I looked into TFDF it is really interesting and also when I looked into the examples specifically with regression type. I noticed {'loss': 0.0, 'mse': 4.355661392211914}
I’m wondering if loss is 0, ‘mse’ should also be zero right and it also says that model memorize the training data.
I’m confused here, would you be able to explain why loss is 0.0 ad mse is 4.355661392211914
A loss of 0.0 in TFDF with a non-zero MSE usually indicates overfitting. The model fit the training data perfectly (loss of 0) but isn’t generalizing well (high MSE). Try regularizing your model or using a validation set to catch this early.
# Evaluate the model on the test dataset.
model_7.compile(metrics=["mse"])
evaluation = model_7.evaluate(test_ds, return_dict=True)
print(evaluation)
print()
print(f"MSE: {evaluation['mse']}")
print(f"RMSE: {math.sqrt(evaluation['mse'])}")

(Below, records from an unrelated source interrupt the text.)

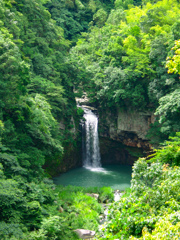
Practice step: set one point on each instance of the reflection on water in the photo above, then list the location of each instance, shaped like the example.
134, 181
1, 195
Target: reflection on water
115, 176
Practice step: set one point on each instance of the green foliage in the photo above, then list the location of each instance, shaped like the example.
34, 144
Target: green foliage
169, 153
152, 201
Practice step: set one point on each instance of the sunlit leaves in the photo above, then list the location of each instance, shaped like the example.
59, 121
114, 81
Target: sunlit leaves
173, 64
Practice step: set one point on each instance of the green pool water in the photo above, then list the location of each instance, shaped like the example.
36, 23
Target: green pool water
114, 176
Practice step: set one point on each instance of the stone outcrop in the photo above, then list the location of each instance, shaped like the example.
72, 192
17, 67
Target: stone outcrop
127, 126
123, 135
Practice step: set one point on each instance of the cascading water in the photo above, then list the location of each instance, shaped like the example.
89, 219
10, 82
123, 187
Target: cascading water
91, 153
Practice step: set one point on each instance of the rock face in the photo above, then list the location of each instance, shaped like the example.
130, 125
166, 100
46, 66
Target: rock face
123, 135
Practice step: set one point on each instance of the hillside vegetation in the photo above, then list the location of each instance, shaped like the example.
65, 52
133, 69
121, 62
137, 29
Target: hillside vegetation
121, 53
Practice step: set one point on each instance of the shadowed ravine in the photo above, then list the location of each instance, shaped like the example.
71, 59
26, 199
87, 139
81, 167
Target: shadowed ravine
92, 174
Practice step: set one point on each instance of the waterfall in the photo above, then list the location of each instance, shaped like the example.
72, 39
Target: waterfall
91, 153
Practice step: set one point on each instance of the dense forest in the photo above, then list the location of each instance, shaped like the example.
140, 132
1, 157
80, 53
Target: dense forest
120, 54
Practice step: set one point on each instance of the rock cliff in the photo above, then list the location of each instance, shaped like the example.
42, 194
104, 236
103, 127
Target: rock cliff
123, 135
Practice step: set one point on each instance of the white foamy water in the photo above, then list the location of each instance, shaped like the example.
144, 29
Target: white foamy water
91, 152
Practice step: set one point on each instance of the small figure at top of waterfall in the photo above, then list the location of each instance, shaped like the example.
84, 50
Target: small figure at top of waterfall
91, 152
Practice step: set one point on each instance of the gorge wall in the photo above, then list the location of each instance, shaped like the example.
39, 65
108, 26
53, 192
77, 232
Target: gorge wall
123, 135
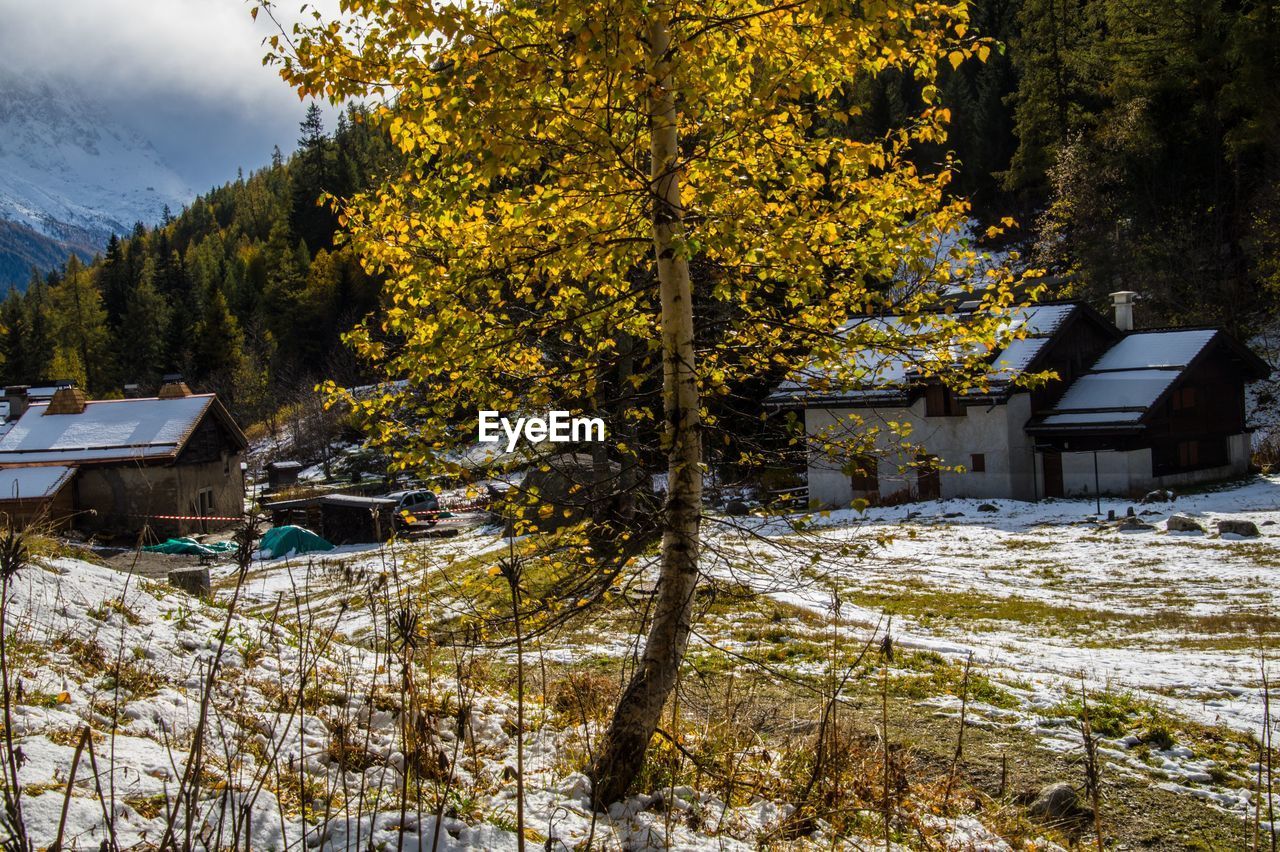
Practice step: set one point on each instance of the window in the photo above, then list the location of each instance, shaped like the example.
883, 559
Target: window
864, 475
1188, 453
940, 402
1184, 398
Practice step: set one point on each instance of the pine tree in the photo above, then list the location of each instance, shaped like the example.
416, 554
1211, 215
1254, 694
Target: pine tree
78, 329
146, 328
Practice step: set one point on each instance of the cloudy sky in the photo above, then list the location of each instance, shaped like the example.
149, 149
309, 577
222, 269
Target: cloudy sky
187, 74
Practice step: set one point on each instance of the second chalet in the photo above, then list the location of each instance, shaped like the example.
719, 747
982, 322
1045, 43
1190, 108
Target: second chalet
1130, 411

should I ignore that value?
Then how do i get the real train loss and validation loss value to understand model performance?
insp = model.make_inspector()
print(insp.evaluation().loss)
# The full sequence of validation losses is available in the training logs:
print([log.evaluation.loss for log in insp.training_logs()])
For the training logs, the procedure is a bit different:
raw_logs = insp.specialized_header().training_logs.entries
# Prints a list of all training losses
print([log.training_loss for log in raw_logs])
Note that only GradientBoostedTrees models have validation losses and training losses (since only they use a validation dataset). For RandomForests, these losses are either unavailable or computed on the out-of-bag dataset.